Louise-Geneviève Gillot de Saintonge,
d'après Virgile
Tragédie lyrique en un prologue et cinq actes,
sur un livret de Mme Gillot de Saintonge (1650 - 1718, auteur de
recueils de poésies), d'après
l'Énéide de Virgile.
Elle fut représentée, avec succès,
à l'Académie royale de musique le 5 juin 1693, avec une
distribution réunissant Mlle le Rochois (Didon), Mlle Moreau
(Anne), Mlle Maupin (La Magicienne), Dumesny (Enée), Dun
(Iarbe), Moreau (Achate), Desvoyes (Une Furie). Le Dauphin assista
à la représentation du 15 septembre.
Mme de Saintonge, épouse d'un avocat au
Parlement de Paris, raconte dans ses Poésies galantes,
qu'elle vint elle-même présenter l'oeuvre au Roi
à Versailles.
L'oeuvre fut reprise le 18 juillet 1704, avec Hardouin
(Mars), Mlle Poussin (la Renommée), Mlle Dujardin
(Vénus) dans le prologue, Mlle Desmatins (Didon), Mlle Armand
(Anne), Cochereau (Énée), Dun (Iarbe), Poussin (Arcas,
confident d'Iarbe), Hardouin (Achate), Mlle Dujardidn (Barcé,
confidente de Didon), Labbé (Jupiter), Boutelou (un Faune, un
Plaisir), Mlle Maupin (une Magicienne), Desvoyes (une Furie),
L'oeuvre fut, avec Les Amours de Momus, la
première d'un compositeur autre que Lully jouée
à Lyon, en 1695, dans la salle de la Place Bellecour.

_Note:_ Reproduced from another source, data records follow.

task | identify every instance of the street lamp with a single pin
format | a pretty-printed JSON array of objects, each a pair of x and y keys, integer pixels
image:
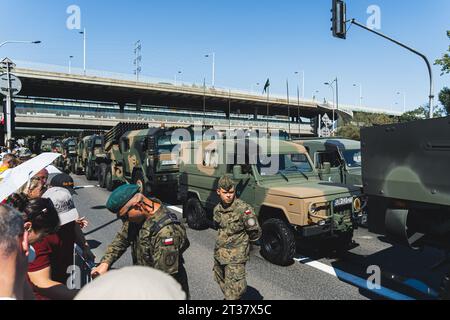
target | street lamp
[
  {"x": 360, "y": 94},
  {"x": 213, "y": 67},
  {"x": 26, "y": 42},
  {"x": 404, "y": 100},
  {"x": 70, "y": 64},
  {"x": 335, "y": 98},
  {"x": 176, "y": 76},
  {"x": 303, "y": 82},
  {"x": 84, "y": 50}
]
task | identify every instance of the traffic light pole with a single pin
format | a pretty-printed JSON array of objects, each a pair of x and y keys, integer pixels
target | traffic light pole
[{"x": 430, "y": 71}]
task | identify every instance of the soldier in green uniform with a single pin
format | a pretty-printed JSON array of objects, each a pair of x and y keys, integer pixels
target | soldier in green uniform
[
  {"x": 238, "y": 226},
  {"x": 156, "y": 237}
]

Personnages : Didon, veuve de Siphée,
reine de Carthage ; Anne, soeur de Didon ; Barcé, confidente
de Didon ; Énée, fils de Vénus, prince troyen,
amant de Didon ; Acate, confident d'Énée ; Iarbe, fils
de Jupiter, roi de Gétulie, épris de Didon ; Arcas,
confident de Iarbe ; Jupiter, Vénus, Mercure
Synopsis
détaillé
Prologue
Le palais de Mars
Mars fait l'éloge du "Vainqueur de la terre",
grâce à qui règne la paix. La Renommée et
Vénus se joignent à lui pour appeler à chanter
la victoire et l'amour.
Acte I
Le palais de Didon à Carthage
(1) Didon va épouser Énée, le plus
grand des héros, mais craint la colère de Iarbe. (2)

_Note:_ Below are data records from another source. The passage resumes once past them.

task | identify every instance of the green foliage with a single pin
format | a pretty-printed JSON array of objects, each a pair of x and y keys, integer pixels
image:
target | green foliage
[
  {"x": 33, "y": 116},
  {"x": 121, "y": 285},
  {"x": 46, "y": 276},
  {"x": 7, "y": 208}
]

Elle confie à sa soeur Anne que son bonheur est troublé
par l'image de l'Ombre de Sichée, à qui elle avait
juré fidélité. Anne la rassure. (3)
Énée arrive, impatient de procéder à la
cérémonie. Ils échangent des serments d'amour.

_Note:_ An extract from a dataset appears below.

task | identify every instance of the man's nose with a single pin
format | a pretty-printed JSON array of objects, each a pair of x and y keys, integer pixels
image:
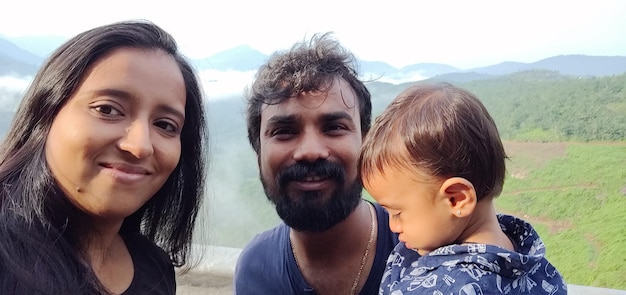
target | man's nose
[{"x": 312, "y": 146}]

Duo. (4) Anne vient leur rappeler qu'ils sont attendus. (5) Le peuple
de Carthage vient rendre hommage au héros, grâce
à qui Carthage connaîtra la paix. (6) Barcé
annonce la présence de Iarbe au port. Didon se rend au temple
de Junon, Énée la quitte pour éviter que Iarbe
provoque des désordres.
Acte II
Un bois, des rochers d'où tombe un
torrent
Iarbe cconfie à Arcas qu'il craint d'arriver
trop tard pour empêcher la mariage de Didon, et envoie Arcas se
renseigner. (2) Iarbe, seul, rumine sa vengeance. Il appelle son
père Jupiter. (3) Celui-ci apparaît sur un nuage,
armé de la foudre. Il promet à Iarbe de le venger si
Didon le dédaigne, et commande aux Faunes et Dryades de calmer
la jalousie de Iarbe. Ceux-ci chantent l'inconstance et
l'infidélité. Iarbe les chasse. (5) Arcas revient et
annonce que le mariage ne se fera pas, car Énée, sur
ordre des dieux, a décidé de partir en secret. (6)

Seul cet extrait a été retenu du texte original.